Она снова отошла к книжному шкафу и достала том Рембо. Открыла наугад — задав мысленный вопрос. «Любимая детская игра, — усмехнулась она про себя. — Что есть этот Александр?»
«Подошвам сносу нет, и не собьются пятки! От кожаных одеж остались пустяки: но неудобства нет, все прочее в порядке. Им снег на черепа напялил колпаки…»
— Душевно, — усмехнулась Женя. — Мрак какой-то… Единственное верно — про снег. Только у Рембо снег напялен на мертвые головы… Впрочем…
Она вздохнула, ставя том на место.
— Это все равно что гадать на пособии по патологоанатомии… Рембо был мрачный парень. И…
Это да, засмеялась она про себя. Несчастный парень, совращенный другим поэтом. Вечно кающийся грешник, не выдержавший тяжести собственного греха…
Она снова взяла том, открыла.
«А если Александр и есть грешник, застывший в покаянии?»
«Но сберегите, о святые, в заговоренной полумгле певунью мая на земле для тех, кого леса густые опутали своей травой — так безысходен их покой!»
— Вы любите Рембо?
Вопрос за спиной прозвучал неожиданно. Она вздрогнула, словно он застал ее за… «подсматриванием в запертую дверь», усмехнулась она про себя. Ибо это так и было. Она и в самом деле подсматривала — пыталась подсмотреть в запертую дверь. Души его.
— Люблю, — сказала она, поставив книгу на место.
Он помолчал немного и тихо процитировал:
— «Маэстро Вельзевул велит то так, то этак клиенту корчиться на галстуке гнилом, он лупит башмаком по лбу марионеток: танцуй, стервятина, под елочный псалом!» Иногда мне кажется, что мы уже на балу повешенных.
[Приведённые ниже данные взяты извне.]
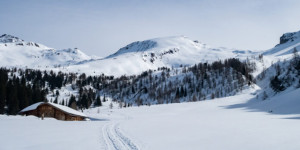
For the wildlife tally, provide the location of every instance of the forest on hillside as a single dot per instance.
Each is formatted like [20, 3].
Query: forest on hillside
[20, 88]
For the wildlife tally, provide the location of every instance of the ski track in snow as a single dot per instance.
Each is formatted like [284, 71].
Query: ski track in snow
[115, 139]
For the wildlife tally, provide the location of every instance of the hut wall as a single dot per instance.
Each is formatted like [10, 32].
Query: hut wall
[50, 111]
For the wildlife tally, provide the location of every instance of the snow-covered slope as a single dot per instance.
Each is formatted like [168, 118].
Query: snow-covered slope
[150, 54]
[288, 42]
[15, 52]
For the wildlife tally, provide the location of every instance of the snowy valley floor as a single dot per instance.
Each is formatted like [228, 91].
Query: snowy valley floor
[231, 123]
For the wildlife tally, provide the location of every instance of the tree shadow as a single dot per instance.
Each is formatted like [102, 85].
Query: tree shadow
[97, 119]
[284, 104]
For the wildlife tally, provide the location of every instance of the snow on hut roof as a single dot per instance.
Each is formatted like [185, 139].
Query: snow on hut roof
[61, 107]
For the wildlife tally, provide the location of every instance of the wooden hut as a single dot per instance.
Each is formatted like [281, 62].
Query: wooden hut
[60, 112]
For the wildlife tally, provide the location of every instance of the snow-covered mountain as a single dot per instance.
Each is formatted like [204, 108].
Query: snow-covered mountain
[15, 52]
[160, 52]
[287, 43]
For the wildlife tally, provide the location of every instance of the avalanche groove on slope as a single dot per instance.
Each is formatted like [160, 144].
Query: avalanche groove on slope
[159, 52]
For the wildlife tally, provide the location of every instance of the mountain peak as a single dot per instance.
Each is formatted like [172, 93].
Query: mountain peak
[289, 37]
[163, 43]
[6, 38]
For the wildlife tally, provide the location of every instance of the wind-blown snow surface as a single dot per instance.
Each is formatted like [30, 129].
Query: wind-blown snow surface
[160, 52]
[15, 52]
[237, 122]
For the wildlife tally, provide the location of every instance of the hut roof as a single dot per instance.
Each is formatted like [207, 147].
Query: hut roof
[61, 107]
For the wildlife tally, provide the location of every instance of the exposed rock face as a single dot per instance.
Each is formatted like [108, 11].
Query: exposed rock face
[288, 37]
[5, 38]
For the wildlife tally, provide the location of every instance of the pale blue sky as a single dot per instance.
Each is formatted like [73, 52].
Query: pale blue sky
[101, 27]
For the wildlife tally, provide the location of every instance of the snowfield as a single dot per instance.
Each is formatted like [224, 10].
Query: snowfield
[237, 122]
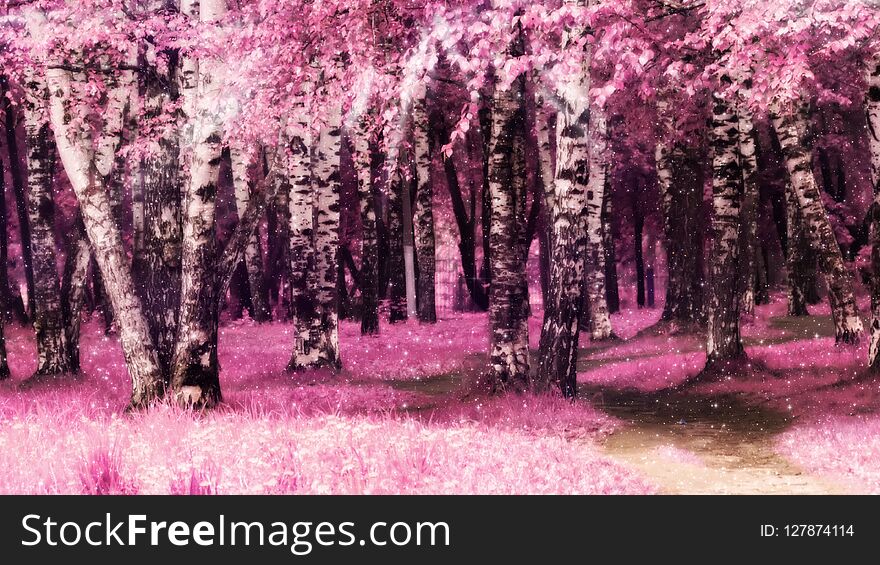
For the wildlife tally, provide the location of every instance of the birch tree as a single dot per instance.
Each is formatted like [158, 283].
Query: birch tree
[242, 161]
[509, 354]
[567, 202]
[724, 344]
[872, 111]
[48, 318]
[369, 271]
[423, 212]
[791, 124]
[195, 371]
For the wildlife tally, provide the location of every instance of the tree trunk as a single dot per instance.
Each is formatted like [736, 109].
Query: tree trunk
[638, 229]
[872, 110]
[423, 214]
[304, 281]
[509, 356]
[18, 189]
[564, 313]
[791, 125]
[4, 365]
[195, 377]
[680, 179]
[650, 262]
[612, 291]
[326, 185]
[161, 238]
[242, 161]
[73, 289]
[369, 272]
[748, 242]
[798, 258]
[597, 170]
[48, 317]
[396, 261]
[106, 241]
[724, 344]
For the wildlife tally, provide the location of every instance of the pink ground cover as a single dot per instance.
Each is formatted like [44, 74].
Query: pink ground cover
[357, 432]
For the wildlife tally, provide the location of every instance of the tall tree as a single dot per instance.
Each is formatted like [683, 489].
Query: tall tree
[18, 187]
[567, 205]
[680, 180]
[243, 162]
[872, 111]
[423, 212]
[791, 123]
[161, 239]
[724, 343]
[509, 355]
[597, 171]
[195, 370]
[369, 271]
[48, 316]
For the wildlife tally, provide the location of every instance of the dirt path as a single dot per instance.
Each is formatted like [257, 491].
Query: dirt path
[694, 444]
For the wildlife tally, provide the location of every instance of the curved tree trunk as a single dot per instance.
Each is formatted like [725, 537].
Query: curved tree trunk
[799, 259]
[567, 200]
[325, 186]
[872, 109]
[18, 189]
[195, 377]
[76, 155]
[396, 261]
[724, 343]
[242, 161]
[509, 355]
[612, 291]
[791, 125]
[597, 170]
[48, 317]
[304, 281]
[369, 272]
[4, 365]
[680, 180]
[161, 238]
[73, 289]
[423, 211]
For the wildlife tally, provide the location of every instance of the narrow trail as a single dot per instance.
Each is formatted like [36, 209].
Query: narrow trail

Умерли и не знаем сами, когда это случилось… Во всяком случае, «стервятины» танцуют вокруг нас, и управляет ими именно «маэстро». Простите, тема у нас с вами мрачноватая для кофе, не находите?
— Я виновата, — вздохнула Женя. — Надо было достать с вашей полки другого поэта.
— Вы взяли то, что просилось вам в руки, — легонько пожал он плечами. — Иногда вы подходите к книжному шкафу, не задумываясь о последствиях. Протягиваете руку, и какой-то поэт, писатель, уже уставший от молчаливого одиночества, сам прыгает вам в руки… Потому что каждый хочет быть услышанным. Я не говорю о плохих поэтах и писателях, эти не наделены даром сохранять дыхание в своих строках после смерти…
— Получается, что он сам оказался у меня в руках?
— Может быть, виной тому атмосфера одиночества в моей квартире, — рассмеялся он.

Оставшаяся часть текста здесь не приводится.